La Universidad del Magdalena certificó a 147 estudiantes en programas técnicos laborales a través del Centro para la Regionalización de la Educación y las Oportunidades (CREO). La ceremonia destacó historias de superación e inclusión que reflejan el impacto de una formación orientada al desarrollo de competencias prácticas.
Los egresados provienen de nueve programas adscritos a tres facultades. En Humanidades se certificaron estudiantes en Auxiliar de Juzgados y Tribunales, Producción Gráfica y Animación Digital, y Oficinista, Clasificación y Archivo. La facultad de Ciencias Empresariales y Económicas otorgó certificaciones en Auxiliar Administrativo, Auxiliar Contable y Cocina Tradicional Colombiana.
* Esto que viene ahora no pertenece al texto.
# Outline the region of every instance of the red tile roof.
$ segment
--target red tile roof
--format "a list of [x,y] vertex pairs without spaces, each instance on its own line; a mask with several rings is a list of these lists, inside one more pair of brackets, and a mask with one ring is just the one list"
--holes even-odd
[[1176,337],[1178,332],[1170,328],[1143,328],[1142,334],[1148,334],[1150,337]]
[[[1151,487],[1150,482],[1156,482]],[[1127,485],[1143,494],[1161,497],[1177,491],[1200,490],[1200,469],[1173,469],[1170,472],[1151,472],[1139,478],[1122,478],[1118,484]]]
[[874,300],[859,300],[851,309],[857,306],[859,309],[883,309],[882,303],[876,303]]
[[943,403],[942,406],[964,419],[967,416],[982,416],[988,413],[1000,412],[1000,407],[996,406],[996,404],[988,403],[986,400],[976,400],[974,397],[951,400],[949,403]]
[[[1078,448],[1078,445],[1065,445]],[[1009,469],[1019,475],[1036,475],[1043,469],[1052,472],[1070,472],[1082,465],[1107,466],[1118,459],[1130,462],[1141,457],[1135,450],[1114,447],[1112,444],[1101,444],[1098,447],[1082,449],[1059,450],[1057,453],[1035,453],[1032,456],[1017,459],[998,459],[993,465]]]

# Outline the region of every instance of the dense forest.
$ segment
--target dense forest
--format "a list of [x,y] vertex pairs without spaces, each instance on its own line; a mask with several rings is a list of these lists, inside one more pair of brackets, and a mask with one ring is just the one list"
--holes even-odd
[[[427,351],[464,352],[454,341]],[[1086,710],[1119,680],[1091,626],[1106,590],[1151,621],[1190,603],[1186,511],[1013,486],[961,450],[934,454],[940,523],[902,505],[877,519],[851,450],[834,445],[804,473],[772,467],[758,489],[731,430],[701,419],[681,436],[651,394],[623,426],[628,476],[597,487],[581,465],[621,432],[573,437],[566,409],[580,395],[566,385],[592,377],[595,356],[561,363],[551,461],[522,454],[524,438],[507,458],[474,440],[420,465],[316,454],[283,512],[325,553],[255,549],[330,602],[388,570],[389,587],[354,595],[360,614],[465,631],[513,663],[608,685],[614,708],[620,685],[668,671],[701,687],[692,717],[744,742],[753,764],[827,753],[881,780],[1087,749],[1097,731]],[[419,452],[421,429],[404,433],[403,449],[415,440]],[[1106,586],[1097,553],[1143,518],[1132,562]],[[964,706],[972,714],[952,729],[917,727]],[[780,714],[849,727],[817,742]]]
Desde Ingeniería se certificaron técnicos en Almacenamiento, Recibo y Despacho de Mercancías, Instalador de Sistemas de Refrigeración Comercial e Industrial, y Operador de Equipo Pesado.
Wilson Velásquez Bastidas, director del CREO, enfatizó durante la ceremonia que la educación debe formar buenos ciudadanos. Señaló que la vida va más allá de las calificaciones académicas, invitando a los graduados a cultivar la tolerancia, el respeto y la gratitud.
El rector Pablo Vera Salazar transmitió un mensaje sobre el poder transformador de la educación, expresando que tiene la capacidad de romper dificultades y abrir caminos de oportunidades, apostando por la libertad y la dignidad de las personas y sus comunidades.
Entre las historias destacadas está la de Jesica Vanessa Ariza Pérez, certificada en Producción Gráfica y Animación Digital, quien recibió su reconocimiento acompañada de su hijo y su hermana, subrayando que la perseverancia permite salir adelante ante los desafíos.
Javier Alberto Domínguez Avendaño, egresado del programa de Cocina Tradicional Colombiana, presentó su emprendimiento que reinterpreta la gastronomía colombiana con productos innovadores como hamburguesas de pan de fríjol y carne de lengua de res.
Ailin Gabriela Lara Caro fue la única mujer certificada como Técnico Laboral en Operador de Equipo Pesado en su cohorte, convirtiéndose en un referente de inclusión en sectores tradicionalmente masculinizados.